Benchmarking Agentgateway vs LiteLLM
A head-to-head proxy benchmark comparing agentgateway and LiteLLM on throughput, latency, CPU, and memory using Fortio and a mock LLM backend.
One of the coolest features in the agentgateway 1.3 release is Virtual Models. It made me realize I could use agentgateway locally to manage all of my LLM API keys while also getting visibility into my LLM usage and costs.
I’ve heard good things about LiteLLM for quite a while, so I decided to compare its performance with agentgateway. My goal is to find a lightweight gateway that can handle very high throughput with minimal latency. (I occasionally ask LLMs to generate videos, which results in a lot of API traffic.)
Instead of comparing features, I wanted to answer a simple question:
How much overhead does each proxy introduce under load?
Specifically, I measured:
- Throughput (QPS)
- Request latency
- CPU utilization
- Memory usage
Test setup
The benchmark uses a very simple architecture. A mock LLM server immediately returns a fixed response so the benchmark measures proxy overhead rather than model inference time.
Fortio generates as much traffic as possible against each gateway.

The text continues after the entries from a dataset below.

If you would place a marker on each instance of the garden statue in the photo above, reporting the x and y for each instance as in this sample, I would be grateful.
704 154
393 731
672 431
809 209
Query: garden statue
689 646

fortio (bt) ──► litellm :4000 ───────┐
├──► mock-server (hyper-server) :8081
fortio (bt) ──► agentgateway :4001 ──┘I ran the benchmark using the default configuration:
./scripts/run-benchmark.shThe benchmark uses:
- 32 concurrent connections
- Maximum possible throughput (unlimited QPS)
- 1 KB request payloads
- 3-second benchmark duration
Results
Throughput & Latency
| Gateway | Throughput | P50 | P90 | P99 |
|---|---|---|---|---|
| agentgateway | 36,933 QPS | 0.831 ms | 1.533 ms | 1.970 ms |
| LiteLLM | 3,198 QPS | 7.076 ms | 17.986 ms | 32.192 ms |
agentgateway handled over 11× more requests per second while maintaining sub-2 ms P99 latency.
CPU & Memory
| Gateway | Avg CPU | Peak CPU | Avg Memory | Peak Memory |
|---|---|---|---|---|
| agentgateway | 105% | 243% | 22 MB | 29 MB |
| LiteLLM | 331% | 1075% | 11.8 GB | 11.8 GB |
The memory difference was the biggest surprise. During this benchmark, LiteLLM consumed nearly 12 GB of RAM, while agentgateway stayed below 30 MB.
Raw benchmark output
./scripts/run-benchmark.sh
==> Run ID: 20260626-120716
==> LiteLLM workers: 18
...
Running fortio to litellm at 0 QPS for 3s and 32 connections...
qps: 3198.48qps p50: 7.076ms p90: 17.986ms p99: 32.192ms
...
Running fortio to agentgateway at 0 QPS for 3s and 32 connections...
qps: 36933.62qps p50: 0.831ms p90: 1.533ms p99: 1.970ms
...
DEST,CLIENT,QPS,CONS,DUR,PAYLOAD,SUCCESS,THROUGHPUT,P50,P90,P99
litellm,fortio,0,32,3,1104,10186,3198.48qps,7.076ms,17.986ms,32.192ms
agentgateway,fortio,0,32,3,1104,110831,36933.62qps,0.831ms,1.533ms,1.970ms
...
CONTAINER,SAMPLES,AVG_CPU%,PEAK_CPU%,AVG_MEM,PEAK_MEM
perf-agentgateway,4,104.80%,243.02%,22.38MiB,28.79MiB
perf-litellm,4,330.79%,1075.38%,11.81GiB,11.81GiB
perf-mock-server,4,24.52%,81.05%,3.43MiB,3.84MiBVisualized results
I asked Cursor to turn the raw benchmark data into a few charts:




Takeaways
For this benchmark, agentgateway introduced significantly less proxy overhead than LiteLLM:
- ~11.5× higher throughput
- Much lower (~10×) latency across all percentiles
- ~500× lower memory usage
- Lower CPU utilization
This benchmark intentionally isolates proxy performance by using a mock backend, so it doesn’t measure real LLM inference latency or feature completeness. If your workload is dominated by model inference, the differences will be less noticeable. However, if you’re building high-throughput AI services or running a local gateway that handles many concurrent requests, proxy overhead becomes much more important.
Based on these results, I’m going to switch my local setup to agentgateway and use it to manage all of my LLM traffic.
Because each gateway handled a different workload in this test, I followed up with Part 2 using a fixed 3,000 QPS target for both gateways to make the comparison more apples-to-apples.
The complete benchmark scripts and raw results are available in the GitHub repository if you’d like to reproduce the numbers yourself.